# Bacterial Cell Wall Composition and the Influence of Antibiotics

> **NIH NIH R01** · STANFORD UNIVERSITY · 2022 · $331,888

## Abstract

PROJECT SUMMARY
The emergence of resistance to almost every antibiotic underscores the urgent need to introduce new
therapeutics and to understand antibiotic modes of action to help guide the development of new antimicrobials
effective against drug-resistant organisms. S. aureus together with Enterobacter species, Klebsiella
pneumoniae, Acinetobacter baumannii, Pseudomonas aeruginosa, and Enterococcus faecium, are categorized
as the ESKAPE pathogens and are predominant causes of hospital-acquired infection worldwide. Among
these, methicillin-resistant Staphylococcus aureus is the leading cause of mortality from antibiotic-resistant
infections in the United States. Moreover, the propensity of these pathogens to form biofilms and persister cells
is linked to recurrent and chronic infections leading to pneumonia, endocarditis, bacteremia, and sepsis.
Biofilms consist of slow-growing bacterial cells surrounded by a protective extracellular matrix, while persister
cells are dormant, highly antibiotic-tolerant bacteria that can persist in the host. Worldwide, tuberculosis is the
second most common cause of death, following deaths from HIV/AIDS, and is caused by Mycobacterium
tuberculosis. In the U.S., respiratory infections from non-tuberculosis mycobacteria (NTM) are increasing,
notably prevalent among CF patients and individuals suffering from chronic lung disease. The treatment for
NTM is complex, similar to that for TB, and requires prolonged combination drug therapy as monotherapy is
highly associated with drug resistance. We have initiated an antibiotic discovery and mode-of-action activity
program directed at the development of new therapeutics for these serious infectious diseases.
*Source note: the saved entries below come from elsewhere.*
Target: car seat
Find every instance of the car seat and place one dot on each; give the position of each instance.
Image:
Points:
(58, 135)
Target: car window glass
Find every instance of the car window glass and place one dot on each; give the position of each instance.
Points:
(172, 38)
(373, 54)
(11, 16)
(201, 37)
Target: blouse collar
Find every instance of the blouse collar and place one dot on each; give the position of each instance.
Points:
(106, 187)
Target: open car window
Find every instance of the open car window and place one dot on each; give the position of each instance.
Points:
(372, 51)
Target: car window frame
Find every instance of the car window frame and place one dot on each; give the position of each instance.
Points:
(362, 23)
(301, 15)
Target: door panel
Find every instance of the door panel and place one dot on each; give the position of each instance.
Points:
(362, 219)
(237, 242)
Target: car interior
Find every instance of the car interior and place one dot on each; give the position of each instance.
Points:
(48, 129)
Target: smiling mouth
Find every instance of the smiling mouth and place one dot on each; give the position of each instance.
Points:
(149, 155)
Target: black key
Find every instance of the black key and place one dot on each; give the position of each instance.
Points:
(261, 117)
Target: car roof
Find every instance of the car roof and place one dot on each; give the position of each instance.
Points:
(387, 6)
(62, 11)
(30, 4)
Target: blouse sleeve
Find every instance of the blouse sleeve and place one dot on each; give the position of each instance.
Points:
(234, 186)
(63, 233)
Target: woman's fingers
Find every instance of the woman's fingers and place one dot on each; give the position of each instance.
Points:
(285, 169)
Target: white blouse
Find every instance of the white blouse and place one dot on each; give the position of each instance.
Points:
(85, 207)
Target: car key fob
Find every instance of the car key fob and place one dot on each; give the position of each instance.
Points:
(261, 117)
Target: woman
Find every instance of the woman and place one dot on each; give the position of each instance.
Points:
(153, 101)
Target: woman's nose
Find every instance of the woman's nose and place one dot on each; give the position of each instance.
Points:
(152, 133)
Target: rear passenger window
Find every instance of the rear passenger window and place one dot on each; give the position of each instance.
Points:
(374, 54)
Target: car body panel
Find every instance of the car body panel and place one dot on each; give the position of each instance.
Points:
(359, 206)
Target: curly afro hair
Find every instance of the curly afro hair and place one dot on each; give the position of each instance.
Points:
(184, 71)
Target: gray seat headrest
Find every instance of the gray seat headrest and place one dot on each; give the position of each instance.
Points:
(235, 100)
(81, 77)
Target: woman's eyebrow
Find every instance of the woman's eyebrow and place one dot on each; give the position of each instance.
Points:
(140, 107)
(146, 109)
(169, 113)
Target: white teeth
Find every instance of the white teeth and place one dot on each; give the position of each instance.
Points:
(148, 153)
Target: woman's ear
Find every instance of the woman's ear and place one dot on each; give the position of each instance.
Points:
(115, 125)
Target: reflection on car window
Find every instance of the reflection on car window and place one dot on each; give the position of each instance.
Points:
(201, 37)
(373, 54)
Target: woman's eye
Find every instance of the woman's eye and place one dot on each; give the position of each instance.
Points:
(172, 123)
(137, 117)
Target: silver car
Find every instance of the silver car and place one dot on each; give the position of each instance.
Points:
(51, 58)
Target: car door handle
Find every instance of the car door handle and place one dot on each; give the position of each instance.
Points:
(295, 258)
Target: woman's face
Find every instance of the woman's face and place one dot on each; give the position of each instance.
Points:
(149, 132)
In this
proposed project, we leverage our recent success in designing a new vancomycin derivative, a vancomycin-D-
octaarginine (V-r8) conjugate, that eradicates Gram-positive biofilm and persister cells and reduces
pathogenesis in vivo. We propose to uncover new discoveries regarding V-r8’s unique mode of action, as
compared to major high-value therapeutics that are now the drugs of last resort, e.g. oritavancin, towards its
development and clinical potential and to inspire the generation of new antibacterial agents. The research
design integrates interdisciplinary chemical and biochemical expertise and perspectives; mechanistic
biochemistry; and integration of solid-state NMR approaches to measure compositional changes in whole cells
and to determine distances between V-r8 and possible multiple binding sites. Furthermore, we will launch a
new experimental solid-state NMR platform to enable us to evaluate drug modes of action in mycobacteria.
This platform will be broadly applicable to investigations of complex mycobacterial cell walls and will be
specifically directed here to interrogate the activity of CPZEN-45, an exciting therapeutic candidate for the
treatment of both Mycobacterium tuberculosis and NTM.

## Key facts

- **NIH application ID:** 10401466
- **Project number:** 5R01GM117278-07
- **Recipient organization:** STANFORD UNIVERSITY
- **Principal Investigator:** Lynette S Cegelski
- **Activity code:** R01 (R01, R21, SBIR, etc.)
- **Funding institute:** NIH
- **Fiscal year:** 2022
- **Award amount:** $331,888
- **Award type:** 5
- **Project period:** 2016-09-01 → 2024-05-31

## Primary source

NIH RePORTER: https://reporter.nih.gov/project-details/10401466

## Citation

> US National Institutes of Health, RePORTER application 10401466, Bacterial Cell Wall Composition and the Influence of Antibiotics (5R01GM117278-07). Retrieved via AI Analytics 2026-05-23 from https://api.ai-analytics.org/grant/nih/10401466. Licensed CC0.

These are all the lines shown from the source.